Women in the Arts & Media have a list of stage opps (and also screen opps) you can sign up to get monthly.
artwork by Scott Sherman at ScottShermanStudio on Instagram
Brave Space
With prompts, grounding practices, & discussions, Brave Space invites playwrights, poets, painters, potters, novelists, memoirists, musicians & artists working in any medium to make meaning in a safe community. Begin and/or bring your projects to completion.
Or use Brave Space as a body-doubling space to get other things done in community (write hard emails, clean out your closets).
$5-25 suggested per session. 4+x/week! On or off camera. No commitment, drop-ins welcome. Try it!
Female and nonbinary folks welcome any time. All Humans welcome on Sundays.
Brave Space Schedule:
Mondays & Wednesdays at 12pm ET; Fridays at 12pm ET w/fast feedback; and Sundays at 6pm ET with Sharing Second Sundays at 730pm ET (that means September 14th!!!) Email or reply for a link!
ACTUAL SCHEDULE: Brave Space as usual tomorrow, Friday, August 15th. Brave Space for All Humans on Sunday August 17th at 6pm ET. And a regular week of MWF Brave Space at 12pm (with Fast Feedback Friday) and Brave Space for All Humans on Sunday 8/24 and onward in regular fashion (MWFSU) until Labor Day when I will not be holding Brave Space until Friday, September 5th.
Amazing People Doing Amazing Things:
If you want to be listed here, please let me know what you’re up to and include your links!
Ethan Herschenfeld (in the photo with Jude Law below in a still from the upcoming Black Rabbit miniseries starting 9/18 on [redacted - a well-known channel that supports genocide] is swimming to raise money for swim4life to support AIDS support and women’s health in the Provincetown community. He swims MILES! So help him out with a donation if you can.
Jess Pearce and I collaborated on these offerings on Insight Timer. Enjoy it here. If you want more, come to NAF Parts Work every second Saturday! (September 13th!)
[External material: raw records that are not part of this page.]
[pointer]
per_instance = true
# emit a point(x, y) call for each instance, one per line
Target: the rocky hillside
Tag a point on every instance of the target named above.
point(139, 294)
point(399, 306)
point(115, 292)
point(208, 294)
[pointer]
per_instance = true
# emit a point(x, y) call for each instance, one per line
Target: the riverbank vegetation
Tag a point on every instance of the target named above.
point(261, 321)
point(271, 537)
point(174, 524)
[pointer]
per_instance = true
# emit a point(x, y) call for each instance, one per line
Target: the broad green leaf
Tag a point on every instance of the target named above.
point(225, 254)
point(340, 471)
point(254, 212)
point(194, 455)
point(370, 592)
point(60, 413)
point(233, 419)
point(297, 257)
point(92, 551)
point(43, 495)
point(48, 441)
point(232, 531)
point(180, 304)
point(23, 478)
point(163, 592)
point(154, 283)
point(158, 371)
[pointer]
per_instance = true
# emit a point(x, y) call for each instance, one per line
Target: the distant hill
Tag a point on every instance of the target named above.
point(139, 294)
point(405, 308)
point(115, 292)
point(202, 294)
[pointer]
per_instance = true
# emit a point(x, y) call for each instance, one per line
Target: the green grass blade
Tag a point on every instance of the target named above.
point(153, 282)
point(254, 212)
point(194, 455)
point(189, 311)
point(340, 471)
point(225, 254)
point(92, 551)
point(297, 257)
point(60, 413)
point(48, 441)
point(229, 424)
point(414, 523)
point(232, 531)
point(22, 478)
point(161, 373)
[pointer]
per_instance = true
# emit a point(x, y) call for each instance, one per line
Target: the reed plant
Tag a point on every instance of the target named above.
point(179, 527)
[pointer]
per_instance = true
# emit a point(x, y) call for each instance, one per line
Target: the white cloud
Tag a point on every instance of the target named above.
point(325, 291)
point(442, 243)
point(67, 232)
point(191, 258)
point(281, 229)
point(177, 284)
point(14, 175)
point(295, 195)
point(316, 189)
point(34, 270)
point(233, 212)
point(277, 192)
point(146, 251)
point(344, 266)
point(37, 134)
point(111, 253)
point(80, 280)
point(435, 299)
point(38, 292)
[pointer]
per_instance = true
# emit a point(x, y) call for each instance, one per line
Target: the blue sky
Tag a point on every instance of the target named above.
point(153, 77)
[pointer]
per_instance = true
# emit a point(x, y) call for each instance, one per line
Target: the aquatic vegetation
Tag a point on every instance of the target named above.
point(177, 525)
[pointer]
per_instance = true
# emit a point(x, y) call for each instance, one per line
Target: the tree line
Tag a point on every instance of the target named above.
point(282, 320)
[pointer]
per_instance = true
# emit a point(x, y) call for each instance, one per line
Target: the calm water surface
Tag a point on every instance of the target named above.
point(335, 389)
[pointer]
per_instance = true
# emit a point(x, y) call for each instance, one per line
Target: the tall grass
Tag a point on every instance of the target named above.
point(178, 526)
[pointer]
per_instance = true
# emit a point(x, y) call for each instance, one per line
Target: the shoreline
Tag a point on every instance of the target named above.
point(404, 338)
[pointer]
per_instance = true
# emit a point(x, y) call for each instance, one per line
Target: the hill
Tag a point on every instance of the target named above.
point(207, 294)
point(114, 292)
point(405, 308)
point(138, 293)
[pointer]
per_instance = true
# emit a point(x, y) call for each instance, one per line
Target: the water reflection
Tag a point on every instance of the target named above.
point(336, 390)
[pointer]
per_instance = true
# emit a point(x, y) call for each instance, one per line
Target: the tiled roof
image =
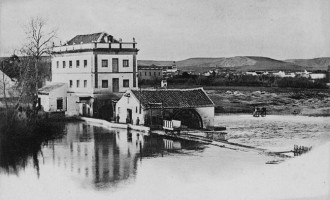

Three new micro-fictions of mine will be published in August in Boudin, the spicy online cousin to The McNeese Review. My micro-chapbook, “Possible Paths for the Minotaur,” is part of the Ghost City Summer Series! It’s free to download, or you can donate any amount and proceeds will go to the Trans Law Center.
My friend and mentor Angela T. Carr at WORDBOX is an amazing poet. She’s been caught in a systemic governmental trap. You can help to alleviate her suffering while enjoying submissions opps and classes, prompts and workshops here - any help you can offer is welcome.
POLITICAL ACTION:
I suggest, instead of feeling helpless in the face of the news, ignore corporate media and get up-to-date on issues that are important to you. Seek out Substacks or youtube providers or other newsletters and news outlets beyond the corporate hegemony. Here are a few examples and other ways to focus on issues that may be of interest to you.
Get Involved:
Chop Wood, Carry Water - a substack by Jess Craven that helps me focus on political action.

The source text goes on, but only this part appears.